Unclear “COMBINE” dataset
For our combined dataset, we first randomly select two HumanEval problems to combine together. In order to select problems that make sense to combine, we apply a simple heuristic to combine only problems of the same type together categorized based on the type of input arguments in the original problem. Our prompt used for the combined dataset is in Figure 12 (in Appendix D). We will work towards clarifying the benchmark creation process in more detail in the updated version of the paper.
models that are trained on similar evolution methods as a different form of overfitting?
Thanks for this great question! We believe that models which are trained on evolving into more difficult problems like WizardCoder indeed contain a different form of overfitting. That is to say they overfit to the type of evolved problems they are trained on. For example, in our analysis, we found that while WizardCoder is better on more DIFFICULT problems, they perform worse on the COMBINE dataset since they are not trained to solve problems that combine multiple programming concepts.There actually motivated us to create a composite evolving dataset with different strategies for more comprehensive evaluation of code LLMs. We thank the reviewer again for this question and will add more discussion in the paper.
Thanks for answering the question. I missed the part that most evolution methods rely on prompting a language model, since the combine-naive method uses mainly concatenation.
I guess a follow up question should've been whether or do we need to get around the need to have a model that can do the evolution.
In terms of my rating, I would keep it the same regardless.
Thanks for your reply!
I guess a follow up question should've been whether or do we need to get around the need to have a model that can do the evolution.

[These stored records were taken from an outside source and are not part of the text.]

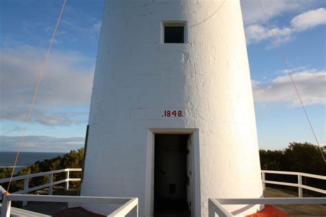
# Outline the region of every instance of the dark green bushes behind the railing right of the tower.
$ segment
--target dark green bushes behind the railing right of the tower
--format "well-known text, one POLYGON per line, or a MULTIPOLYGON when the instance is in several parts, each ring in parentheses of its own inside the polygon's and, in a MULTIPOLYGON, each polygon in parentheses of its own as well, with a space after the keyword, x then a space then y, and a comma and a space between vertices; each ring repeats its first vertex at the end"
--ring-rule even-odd
MULTIPOLYGON (((326 146, 321 147, 321 152, 325 155, 326 146)), ((304 172, 307 174, 326 175, 326 163, 323 160, 320 149, 317 145, 310 143, 290 143, 287 148, 281 150, 259 150, 261 169, 278 170, 290 172, 304 172)), ((298 183, 297 176, 266 174, 267 180, 282 181, 287 183, 298 183)), ((316 178, 303 178, 303 184, 312 187, 325 189, 325 180, 316 178)), ((270 185, 270 187, 281 187, 288 189, 297 189, 291 187, 282 187, 281 185, 270 185)), ((313 192, 309 192, 314 196, 313 192)))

Currently, we definitely need to use an LLM to perform the evolution. The reason is that many of the evolved problems require changing the semantic meaning of the original problem (e.g., making it more creative, or difficult). Doing this without an LLM would be challenging as we would need to design set of rules to perform these semantic transformations which cannot generalize to all sorts of input problems.The combine-naive is a special case where the simple rules can be applied without LLMs but in general we don't think its possible to go without using LLMs for the evolution.
This paper introduces EvoEval, a novel benchmark designed to evaluate the coding abilities of large language models (LLMs) by addressing the limitations of existing benchmarks. EvoEval modifies existing problems from HumanEval across seven different dimensions to create more challenging and diverse tasks. The benchmark consists of 828 problems evaluated across 51 open and proprietary LLMs. The study reveals significant performance drops for LLMs on EvoEval compared to traditional benchmarks, highlighting issues of potential overfitting and sensitivity to subtle changes in problem descriptions. The results provide valuable insights into the robustness and reliability of current LLMs.
This paper addresses a critical need in the field of code generation by introducing EvoEval, a benchmark that mitigates the limitations of existing benchmarks such as HumanEval. EvoEval enhances evaluation by evolving existing problems into diverse and targeted domains, revealing significant performance drops and new insights into the brittleness of LLMs. The paper is well-written and presents a thorough experimental evaluation of 51 LLMs, providing a robust analysis of the results. While the methodology is innovative and the findings are valuable, the paper could benefit from addressing potential biases introduced by using GPT-4 for problem creation, especially given its role in training some of the evaluated LLMs. Despite this minor concern, the paper's contributions are substantial, and it is recommended for acceptance.